Колька, деловито сопя, выстругивает из полена торпедный катер. Санька, притихшая, сидит на лавке, пугливо поглядывая в окно.
От затона, где зимуют буксиры, изредка доносятся гудки. Вдали, за чёрной полыньёй, сверкает огнями судоремонтный завод. Но в избе темно.
— Чего это наша-то полстанция не тарахтит? — удивляется Санька. — Гляди, как в окнах зачернело.
— Подстанция, а не полстанция! Молчала бы уж!
Некоторое время Санька виновато шмыгает носом.
Но долго не выдерживает:
— Коль, а Коль, ты тогда сам чего-нибудь поговорила то мне боязно!
— Выдумала… Мамка придёт — чай пить будем.
Но матери всё нет.
— Коль, а Коль, — тянет Санька, — ну как солнце не взойдёт больше? Что тогда?
— Наскажешь! — сердится Колька.
Зажигается свет.
Санька от неожиданности дёргается и чуть не падает с лавки, но скоро усаживается опять.
— Коль, а Коль, а верно, раньше совсем электричества не было? Как же тогда жить-то было в темноте? Ничего и не видно! Вот боязно!..
— Все, думаешь, как ты, — пугливые!
Колька прячет полено под лавку, а стружки заметает в угол, чтобы мать, увидев зазубренный нож, не догадалась, чья это вина.
Но опять проходит много времени, а матери нет.
Санька, уронив голову на стол, уже спит. Кольке страшно одному, но он крепится, прислушиваясь к каждому шороху извне.
Вот кто-то взошёл на крыльцо. Слышно шарканье ног по старому голику у дверей.
Колька бросается в сени.
Но это не мать, а тётя Паша, вахтёрша.
— Как вы тут, ребятишки? — спрашивает она, оглядывая избу.
Колька молча вздыхает и смотрит на спящую сестрёнку.
— Намаялась! — Тётя Паша, слегка отодвинув стол, берёт Саньку на руки, относит на материну кровать и укладывает под ватное одеяло.
Санька сперва бормочет что-то сквозь сон, потом, почувствовав подушку под головой, уютно подбирает ноги и затихает.
— Ну вот, Колюшка, ты уж будь теперь за старшого… — садясь на лавку, говорит тётя Паша, и Колька чутьём схватывает, что с матерью что-то случилось.
Он хочет спросить, но не решается и, не сдержавшись, начинает плакать.
— Ну, ты что же это? Ты не хнычь зря. Мать сегодня не придёт — занездоровилось ей, в больницу отправили, в районную. Хорошая больница у нас, сам знаешь. Ей там скоро полегчает. А ты пока за большего будь.
Тётя Паша говорит ещё долго, но Колька слушает плохо. И только когда тётя Паша тормошит его за плечо и спрашивает: «Слышь, что ли?» — он кивает головой и тихо бормочет: «Ладно».
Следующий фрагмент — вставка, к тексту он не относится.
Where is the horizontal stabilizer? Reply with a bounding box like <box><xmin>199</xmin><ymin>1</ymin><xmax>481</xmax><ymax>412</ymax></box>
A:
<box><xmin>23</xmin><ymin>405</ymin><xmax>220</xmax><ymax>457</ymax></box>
Тётя Паша живёт далеко, на той стороне затона, и потому торопится уйти. Сегодня после работы она ещё не была дома. Верно, её заждались.
Оставшись наедине со спящей Санькой, Колька долго сидит у двери на сундуке, который служит ему постелью, и слушает, как гудит ветер в трубе. Он думает о матери, о том, что ей, наверно, очень худо сейчас. Наверно, она лежит на койке, терпит и не плачет.
Колька видит перед собой её лицо и усталые глаза. Но постепенно веки его смыкаются. В полусне он сбрасывает валенки и, накрывшись полушубком, засыпает.
Когда Колька просыпается, в избе уже светло.
Он вскакивает и, наскоро обувшись, запускает руку под лавку, где хранится недостроенный катер. Но вдруг вспоминает: «Мамка заболела», — и озабоченно хмурится.
Санька тоже проснулась. Она сидит на кровати и, слюнявя нитку, нанизывает свои голубые бусы: должно быть, опять рассыпались.
— Коль, а Коль, — просит она, — полезь под кровать: туда две бусины закатились.
— Ладно, отстань!
— Жалко тебе? У, Колястый, подожди, попомню!
— «Попомню»! — передразнивает Колька. — Мамка знаешь где?
— Небось за дровами ушла — печку топить будем.
Узнав, что мать в больнице, Санька совсем не огорчается. Прошлой осенью, когда у неё был коклюш, Саньку часто водили в больницу, и ей там понравилось.
Самовар греть не стали. Доели вчерашний ужин, и Колька, как всегда, отправился в школу, а Санька, как всегда, осталась дома одна.
У паромной переправы Колька встретил второгодника Квасова.
Узнав, что у Кольки заболела мать, Квасов сказал, что Колька большой дурак, потому что, если бы у него, Квасова, заболела тётка (он был сирота и жил у тётки), уж он бы ни за что не пошёл в школу, и ему бы за это ничего не было.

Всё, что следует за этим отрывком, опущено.